Creating the policy helped me learn:
- Explicit Deny always overrides Allow
- The smallest misconfiguration will cause issues, reinforcing precise scoping
- This applies to resource types and logic
AWS Environment
Overview
I dove into the AWS console and set up a small secure AWS environment. I deployed an EC2 instance using an IAM role for temporary credentials and server-side encryption with AWS Key Management Service (SSE-KMS). I also incorporated network hardening by removing inbound traffic rules from security groups and disabled inbound SSH and used the AWS Systems Manager Session Manager for access.
Encryption
For increasing the protection of data, using SSE-KMS encrypts objects at rest using a customer-managed KMS key. In order for an object to be accessed, reads will require both S3 permissions and KMS permissions. Data is also encrypted while in transit, due to the bucket policy enforcing secure transport requests. The bucket is only allowing HTTPS/TLS requests to go through and blocks incoming HTTP requests.
Issues and Debugging
While testing the roles and permissions, I came across my first obstacle, which was a permission failure. Trying to download an object from the S3 bucket onto the local folder returned an error "AccessDenied" even though the role had AmazonS3ReadOnlyAccess.
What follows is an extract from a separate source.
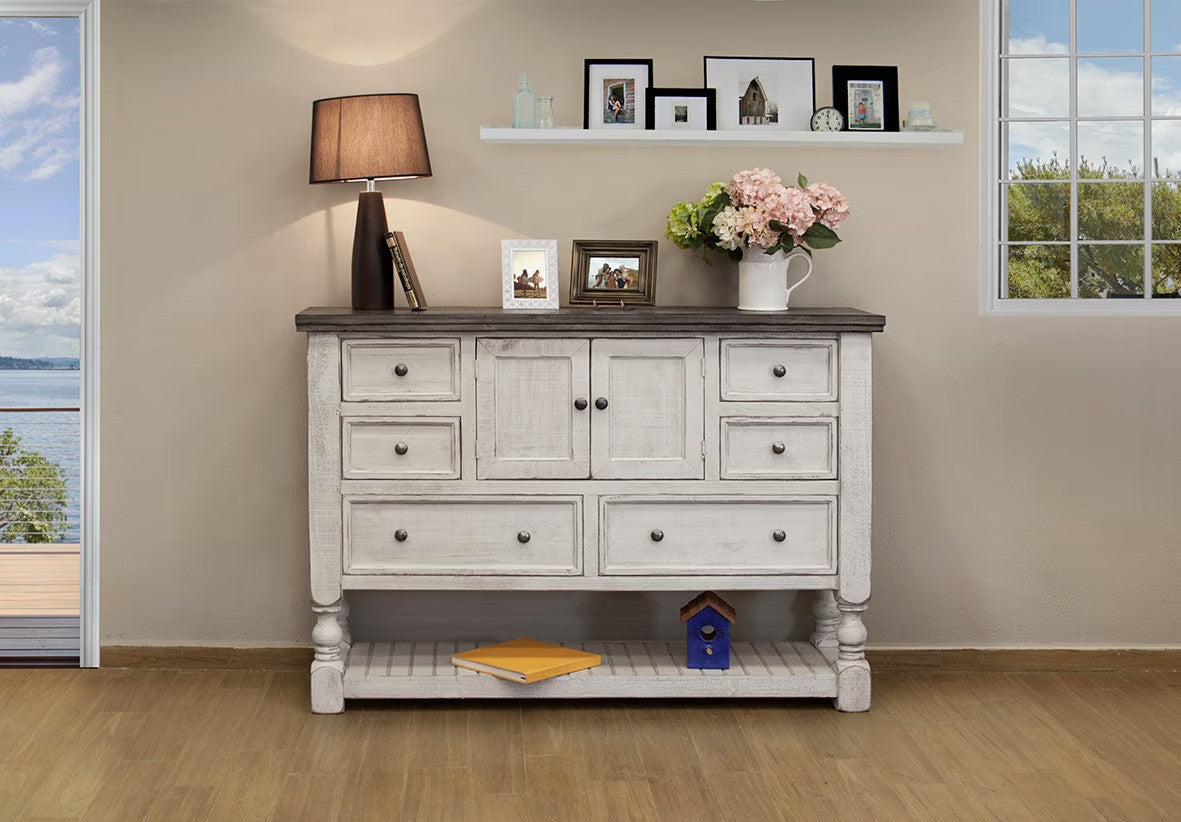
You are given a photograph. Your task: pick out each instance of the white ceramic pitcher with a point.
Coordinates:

After doing a quick root cause analysis of the issue, I saw that the S3 bucket was encrypted with the SSE-KMS, but the role did not have the permission to decrypt, only just the s3:GetObject. I added a least-privilege KMS permission kms:Decrypt and restricted it to a specific KMS key and S3 bucket and the service via kms:ViaService. After adding the permission, I was able to resolve and successfully download the object to the local folder.
What I learned
I learned that AWS services have multiple authorization layers and that precise detail is required. In this instance, it’s that encrypted S3 objects require both S3 authorization and KMS authorization for a successful object read. If either of them are not present, then the access will be denied.
This will be an ongoing journey, and one I’m excited about because it motivates me to work towards strengthening my understanding and skills, and pushing me beyond my boundaries to share what I learn along the way.